Les quatre piliers sur lesquels repose la médecine de Paracelse sont la philosophie, l'astronomie, l'alchimie et la vertu du médecin. À ces quatre éléments s'ajoutent trois substances qui constituent les corps et cinq entités ou forces qui causent les maladies. Selon Paracelse, le corps est composé de trois substances: le soufre, le mercure et le sel. Elles symbolisent le corps (sel), l'âme (soufre) et l'esprit (mercure). Chacune des substances est choisie selon sa réaction au feu. Ainsi, le soufre représente tout ce qui brûle, le mercure tout ce qui s'évapore et le sel tout résidu incombustible. Des causes externes peuvent provoquer dans chacune des trois substances des réactions qui sont contraires au maintien de la santé. Cette dernière dépend donc d'une relation appropriée entre les trois substances.
Pour Paracelse, l'entité astrale concerne la prédisposition à la maladie: «Les astres eux-mêmes ne peuvent exercer aucune influence; mais, par leur exhalaison, corrompre seulement et contaminer le Mysterium, par lequel ensuite irons sommes empoisonnés et affligés. Et l'entité astrale se comporte de telle sorte qu'elle dispose nos corps tant au bien qu'au mal par ce moyen.»
L'entité toxique concerne la digestion : « L'alchimiste (l'estomac) est ainsi appelé parce que, pour accomplir son action, il se sert de l'art chimique.

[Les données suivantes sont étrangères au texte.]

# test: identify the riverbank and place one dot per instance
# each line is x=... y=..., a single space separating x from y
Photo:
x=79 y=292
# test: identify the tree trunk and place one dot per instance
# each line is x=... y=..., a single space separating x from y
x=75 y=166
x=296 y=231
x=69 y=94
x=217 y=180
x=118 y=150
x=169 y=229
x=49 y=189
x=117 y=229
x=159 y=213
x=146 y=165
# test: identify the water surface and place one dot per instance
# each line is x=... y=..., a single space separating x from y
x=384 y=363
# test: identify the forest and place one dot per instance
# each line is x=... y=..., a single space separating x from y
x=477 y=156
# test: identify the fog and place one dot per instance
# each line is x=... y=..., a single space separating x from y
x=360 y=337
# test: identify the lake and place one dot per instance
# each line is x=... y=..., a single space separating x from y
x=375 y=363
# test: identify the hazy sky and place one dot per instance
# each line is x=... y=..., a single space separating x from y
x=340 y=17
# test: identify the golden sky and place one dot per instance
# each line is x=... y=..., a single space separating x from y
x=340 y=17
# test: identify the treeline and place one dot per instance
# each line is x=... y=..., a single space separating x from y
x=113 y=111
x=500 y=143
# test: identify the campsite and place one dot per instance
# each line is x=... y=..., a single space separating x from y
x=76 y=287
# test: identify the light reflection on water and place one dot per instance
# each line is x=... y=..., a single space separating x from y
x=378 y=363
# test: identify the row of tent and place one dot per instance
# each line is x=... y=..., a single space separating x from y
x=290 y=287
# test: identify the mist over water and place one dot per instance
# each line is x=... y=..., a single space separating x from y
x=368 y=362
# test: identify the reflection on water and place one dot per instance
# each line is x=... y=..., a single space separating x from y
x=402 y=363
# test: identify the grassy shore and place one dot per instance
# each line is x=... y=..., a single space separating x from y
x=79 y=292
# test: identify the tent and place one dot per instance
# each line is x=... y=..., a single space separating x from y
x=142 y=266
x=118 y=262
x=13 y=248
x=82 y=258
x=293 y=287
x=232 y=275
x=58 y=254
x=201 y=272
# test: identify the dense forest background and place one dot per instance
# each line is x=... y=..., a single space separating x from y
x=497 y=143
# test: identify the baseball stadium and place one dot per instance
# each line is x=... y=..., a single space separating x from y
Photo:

Il sépare le mauvais du bon. »
« Toute chose corrompue est un poison pour le lieu dans lequel elle séjourne» ce qui correspond à ce qu'on appelle aujourd'hui une intoxication locale.
«L'air que nous aspirons n'est pas sans contenir un venin auquel nous sommes principalement soumis». Paracelse a le mérite d'avoir le premier à signaler les intoxications d'origine respiratoire et à recommander l'aération des hôpitaux.
L'entité naturelle concerne la théorie du microcosme lié au macrocosme: «Tel le ciel, avec tout son firmament, sa constellation et autres attributs, existe selon et pour lui-même, tel l'homme sera aussi puissamment constellé d'astres, à l'intérieur de lui et pour lui.» Paracelse associe les sept principaux organes au soleil, à la lune et à cinq planètes.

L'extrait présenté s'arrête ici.